How to Remove Characters That Don't Match a Pattern (Regex) in JavaScript
A common data sanitization task is to "whitelist" a set of allowed characters in a string and remove everything else. For example, you might want to strip a string of all characters that are not alphanumeric. The most powerful and flexible way to achieve this is by using the String.prototype.replace() method with a negated character set in a regular expression.
This guide will teach you how to construct a regular expression to remove or replace any characters that don't match a specific pattern, explaining the key components of the regex that make this possible.
The Core Method: replace() with a Negated Character Set
The most direct way to remove unwanted characters is to create a regular expression that matches them and replace them with an empty string.
Problem: you have a string with various symbols, and you want to keep only the standard English letters and numbers.
// Problem: Remove all symbols and non-alphanumeric characters.
let messyString = 'User@_Name!#123-Test';
Solution: this function uses a regular expression to find any character that is not a letter or a number and removes it.
function sanitizeAlphanumeric(str) {
// This regex finds any character that is NOT a-z or 0-9 (case-insensitive)
// and replaces it with an empty string.
return str.replace(/[^a-z0-9]/gi, '');
}
// Example Usage:
let messyString = 'User@_Name!#123-Test';
let cleanString = sanitizeAlphanumeric(messyString);
console.log(cleanString);
Output:
UserName123Test
The Regular Expression Explained
The regex /[^a-z0-9]/gi is the key to this operation. Let's break down its components:
/ ... /: These are the delimiters that mark the beginning and end of the regular expression pattern.[...]: This is a character set. It defines a group of characters to match.^: When^is the first character inside a character set, it acts as a negation. It inverts the set, matching any character that is not in the list. This is the "don't match" part of the logic.a-z0-9: This defines two ranges: all lowercase letters from 'a' to 'z' and all digits from '0' to '9'. These are the characters we want to keep.g: This is the global flag. It is crucial. It tells thereplace()method to replace all matches it finds, not just the first one.i: This is the case-insensitive flag. By including it, oura-zrange will also match uppercase lettersA-Z.
So, /[^a-z0-9]/gi translates to: "Find every character that is not a letter or a number, regardless of case, and do it for the whole string."
Customizing the Pattern
How to Preserve Additional Characters (e.g., Spaces, Hyphens)
To "whitelist" other characters, simply add them to the negated character set.
Solution: let's modify the function to keep letters, numbers, spaces, and hyphens.
function sanitizeWithWhitelist(str) {
// We added a space and a hyphen to the character set.

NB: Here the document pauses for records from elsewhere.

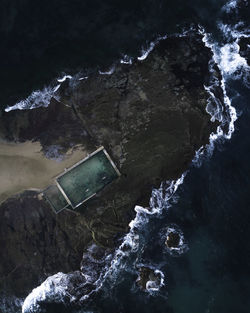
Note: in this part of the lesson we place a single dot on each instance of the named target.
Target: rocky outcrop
(151, 118)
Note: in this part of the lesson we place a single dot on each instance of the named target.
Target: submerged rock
(150, 116)
(149, 279)
(173, 240)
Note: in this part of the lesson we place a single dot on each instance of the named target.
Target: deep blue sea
(211, 206)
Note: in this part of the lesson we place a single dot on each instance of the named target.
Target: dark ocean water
(212, 206)
(40, 40)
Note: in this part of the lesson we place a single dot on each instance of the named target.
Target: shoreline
(23, 166)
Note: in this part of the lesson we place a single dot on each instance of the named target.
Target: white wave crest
(38, 98)
(52, 289)
(161, 198)
(109, 72)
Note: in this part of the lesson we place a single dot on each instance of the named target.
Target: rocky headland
(150, 116)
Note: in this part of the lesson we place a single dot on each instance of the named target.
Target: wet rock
(244, 44)
(173, 240)
(151, 131)
(149, 279)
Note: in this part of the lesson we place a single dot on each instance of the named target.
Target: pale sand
(23, 166)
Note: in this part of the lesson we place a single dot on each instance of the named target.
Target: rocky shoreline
(150, 116)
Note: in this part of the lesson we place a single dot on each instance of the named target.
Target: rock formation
(150, 116)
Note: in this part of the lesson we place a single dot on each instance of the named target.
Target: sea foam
(228, 60)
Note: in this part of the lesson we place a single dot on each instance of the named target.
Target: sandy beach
(23, 166)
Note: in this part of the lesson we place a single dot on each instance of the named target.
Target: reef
(150, 116)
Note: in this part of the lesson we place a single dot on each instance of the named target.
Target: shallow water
(212, 206)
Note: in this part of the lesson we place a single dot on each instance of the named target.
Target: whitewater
(232, 66)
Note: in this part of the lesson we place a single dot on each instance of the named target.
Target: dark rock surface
(244, 44)
(173, 240)
(146, 276)
(151, 118)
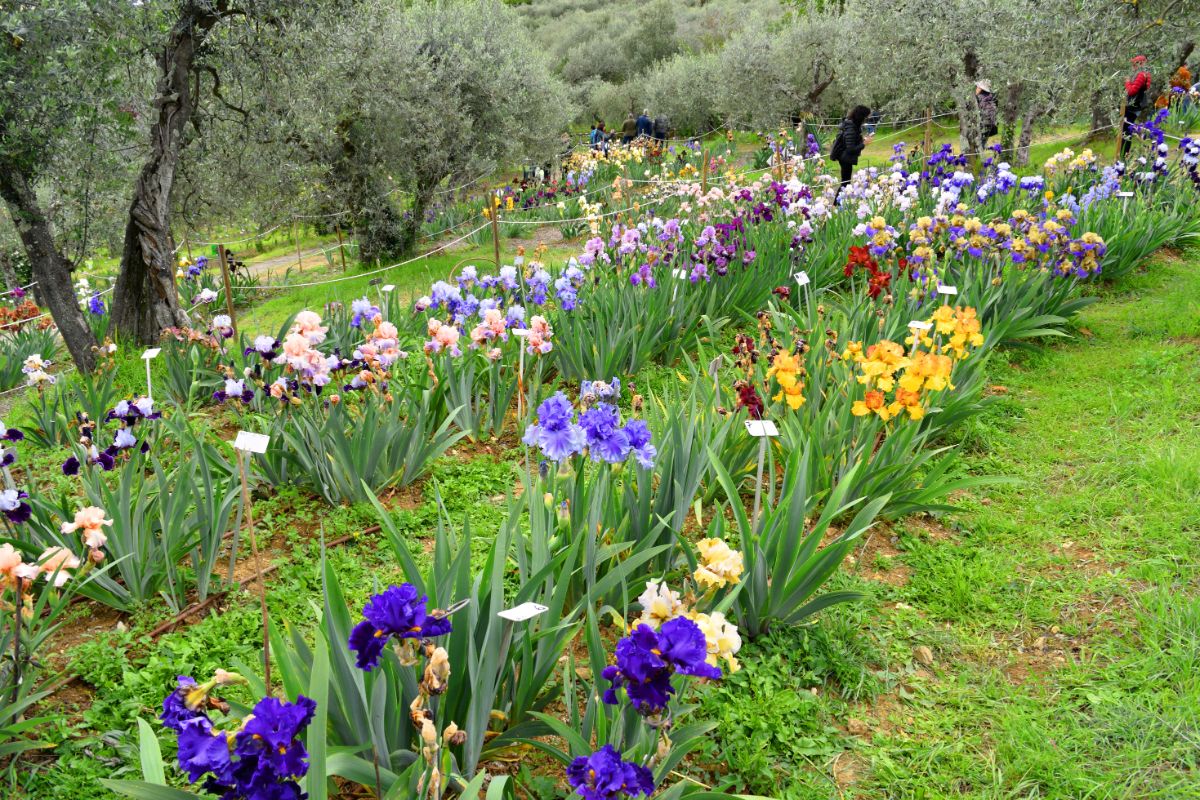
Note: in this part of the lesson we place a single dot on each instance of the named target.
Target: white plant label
(247, 441)
(523, 612)
(761, 428)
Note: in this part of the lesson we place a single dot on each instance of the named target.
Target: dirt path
(279, 265)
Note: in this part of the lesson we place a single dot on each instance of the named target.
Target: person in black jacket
(850, 143)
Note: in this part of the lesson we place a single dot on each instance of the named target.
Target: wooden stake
(496, 234)
(258, 570)
(295, 238)
(757, 483)
(225, 278)
(341, 248)
(1121, 130)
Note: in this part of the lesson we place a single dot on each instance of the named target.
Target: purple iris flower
(556, 433)
(605, 776)
(124, 439)
(273, 734)
(639, 434)
(607, 440)
(12, 504)
(265, 759)
(396, 611)
(234, 390)
(647, 659)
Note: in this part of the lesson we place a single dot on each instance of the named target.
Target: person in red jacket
(1137, 101)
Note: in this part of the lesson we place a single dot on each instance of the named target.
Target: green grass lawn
(1045, 642)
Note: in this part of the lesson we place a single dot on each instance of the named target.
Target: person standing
(661, 127)
(850, 143)
(645, 127)
(987, 101)
(629, 128)
(1137, 101)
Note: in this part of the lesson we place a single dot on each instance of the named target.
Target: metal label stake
(762, 429)
(148, 356)
(255, 443)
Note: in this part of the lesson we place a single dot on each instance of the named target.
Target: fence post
(1121, 131)
(341, 248)
(295, 238)
(225, 277)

return str.replace(/[^a-z0-9 -]/gi, '');
}
let sentence = 'My file is named "document-123.pdf"!';
let cleanSentence = sanitizeWithWhitelist(sentence);
console.log(cleanSentence);
Output:
My file is named document-123pdf
Replacing Each Non-Match vs. Groups of Non-Matches (The + Quantifier)

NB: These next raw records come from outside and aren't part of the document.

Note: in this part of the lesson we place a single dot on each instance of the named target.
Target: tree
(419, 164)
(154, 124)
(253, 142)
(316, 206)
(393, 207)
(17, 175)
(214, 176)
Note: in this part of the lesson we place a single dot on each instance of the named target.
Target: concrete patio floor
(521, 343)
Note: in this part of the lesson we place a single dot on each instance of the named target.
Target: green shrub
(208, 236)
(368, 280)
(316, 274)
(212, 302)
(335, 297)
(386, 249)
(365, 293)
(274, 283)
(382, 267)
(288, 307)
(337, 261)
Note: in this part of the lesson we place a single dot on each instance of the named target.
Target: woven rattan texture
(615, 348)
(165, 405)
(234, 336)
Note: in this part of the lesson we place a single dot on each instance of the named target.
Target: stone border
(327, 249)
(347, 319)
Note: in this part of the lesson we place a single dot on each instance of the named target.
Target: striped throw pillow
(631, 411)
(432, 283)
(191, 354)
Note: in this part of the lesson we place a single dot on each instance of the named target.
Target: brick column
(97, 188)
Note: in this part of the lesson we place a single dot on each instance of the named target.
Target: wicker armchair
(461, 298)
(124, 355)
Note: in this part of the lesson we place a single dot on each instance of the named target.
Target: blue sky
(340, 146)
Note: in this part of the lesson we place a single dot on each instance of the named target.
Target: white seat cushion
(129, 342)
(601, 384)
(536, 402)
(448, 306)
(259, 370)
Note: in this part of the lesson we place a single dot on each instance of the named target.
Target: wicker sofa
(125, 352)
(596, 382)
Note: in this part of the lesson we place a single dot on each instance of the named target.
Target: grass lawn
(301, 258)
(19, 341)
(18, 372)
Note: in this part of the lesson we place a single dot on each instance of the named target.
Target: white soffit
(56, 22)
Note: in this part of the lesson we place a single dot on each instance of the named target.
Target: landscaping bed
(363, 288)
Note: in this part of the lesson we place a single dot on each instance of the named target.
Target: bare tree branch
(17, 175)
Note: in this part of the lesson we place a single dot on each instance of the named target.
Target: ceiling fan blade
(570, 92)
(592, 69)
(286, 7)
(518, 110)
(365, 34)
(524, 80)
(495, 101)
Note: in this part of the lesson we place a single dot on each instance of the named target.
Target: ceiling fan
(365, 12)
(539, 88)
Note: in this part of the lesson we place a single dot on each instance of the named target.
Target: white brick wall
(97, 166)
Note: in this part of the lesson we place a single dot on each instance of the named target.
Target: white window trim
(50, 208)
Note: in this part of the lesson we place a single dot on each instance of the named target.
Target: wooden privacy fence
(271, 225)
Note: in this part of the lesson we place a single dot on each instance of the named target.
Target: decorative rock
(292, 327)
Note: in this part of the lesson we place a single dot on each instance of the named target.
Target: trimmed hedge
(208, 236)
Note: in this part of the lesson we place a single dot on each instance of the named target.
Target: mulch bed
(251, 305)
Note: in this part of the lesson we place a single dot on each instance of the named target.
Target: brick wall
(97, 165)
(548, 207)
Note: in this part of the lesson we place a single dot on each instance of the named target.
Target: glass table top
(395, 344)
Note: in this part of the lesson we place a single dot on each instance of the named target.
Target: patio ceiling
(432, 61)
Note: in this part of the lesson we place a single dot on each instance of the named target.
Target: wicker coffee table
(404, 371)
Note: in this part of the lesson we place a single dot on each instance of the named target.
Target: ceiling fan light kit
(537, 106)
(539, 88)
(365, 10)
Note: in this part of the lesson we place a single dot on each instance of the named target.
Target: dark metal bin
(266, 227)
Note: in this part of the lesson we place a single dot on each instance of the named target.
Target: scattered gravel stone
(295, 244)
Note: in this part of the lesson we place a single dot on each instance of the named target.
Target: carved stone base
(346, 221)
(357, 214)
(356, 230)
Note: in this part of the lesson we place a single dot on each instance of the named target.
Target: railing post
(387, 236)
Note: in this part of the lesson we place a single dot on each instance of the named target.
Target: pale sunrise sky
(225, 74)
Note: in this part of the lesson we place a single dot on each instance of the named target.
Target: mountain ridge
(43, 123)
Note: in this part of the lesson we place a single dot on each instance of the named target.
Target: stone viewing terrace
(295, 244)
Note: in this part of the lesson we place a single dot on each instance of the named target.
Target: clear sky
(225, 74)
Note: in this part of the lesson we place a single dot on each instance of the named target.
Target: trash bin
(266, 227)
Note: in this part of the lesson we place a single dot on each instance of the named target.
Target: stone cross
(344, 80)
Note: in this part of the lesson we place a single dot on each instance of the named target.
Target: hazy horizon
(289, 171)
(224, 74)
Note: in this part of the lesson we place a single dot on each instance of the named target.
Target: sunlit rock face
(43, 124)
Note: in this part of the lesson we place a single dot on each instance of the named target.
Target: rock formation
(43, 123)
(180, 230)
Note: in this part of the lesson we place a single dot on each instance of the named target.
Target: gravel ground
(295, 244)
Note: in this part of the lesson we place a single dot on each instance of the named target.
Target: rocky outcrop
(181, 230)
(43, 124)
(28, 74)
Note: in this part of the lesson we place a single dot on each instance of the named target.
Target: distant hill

By default, the regex finds and replaces each non-matching character individually. You can add a + quantifier to group consecutive non-matching characters into a single replacement.
Problem: you want to replace any sequence of one or more symbols with a single underscore.
let dirtyData = 'value1!@#value2$%^value3';
Solution: add a + after the character set to match one or more occurrences.
let withSingleUnderscore = dirtyData.replace(/[^a-z0-9]+/gi, '_');
console.log(withSingleUnderscore); // Output: value1_value2_value3
// Compare this to the result without the `+` quantifier:
let withMultipleUnderscores = dirtyData.replace(/[^a-z0-9]/gi, '_');
console.log(withMultipleUnderscores); // Output: value1___value2___value3
Output:
value1_value2_value3
value1___value2___value3
Practical Example: Sanitizing a Username
This is a classic use case. A user is creating a username, but you only want to allow letters, numbers, and the underscore character.
function sanitizeUsername(username) {
// Allow letters, numbers, and the underscore. Remove everything else.
return username.replace(/[^a-z0-9_]/gi, '');
}
// Example Usage:
let userInput = ' test_user-123! ';
let sanitizedInput = sanitizeUsername(userInput);
console.log(sanitizedInput); // Output: 'test_user123'
Output:
test_user123
Conclusion
The String.prototype.replace() method, combined with a negated character set, provides a powerful and concise way to sanitize strings by removing any characters that don't match a "whitelist."
- The key to the pattern is the caret (
^) at the beginning of the character set:[^...]. - Define the characters you want to keep inside the brackets (e.g.,
[^a-z0-9]). - Always use the
g(global) flag to ensure all non-matching characters are replaced, not just the first. - Use the
i(case-insensitive) flag if you want to treat uppercase and lowercase letters the same.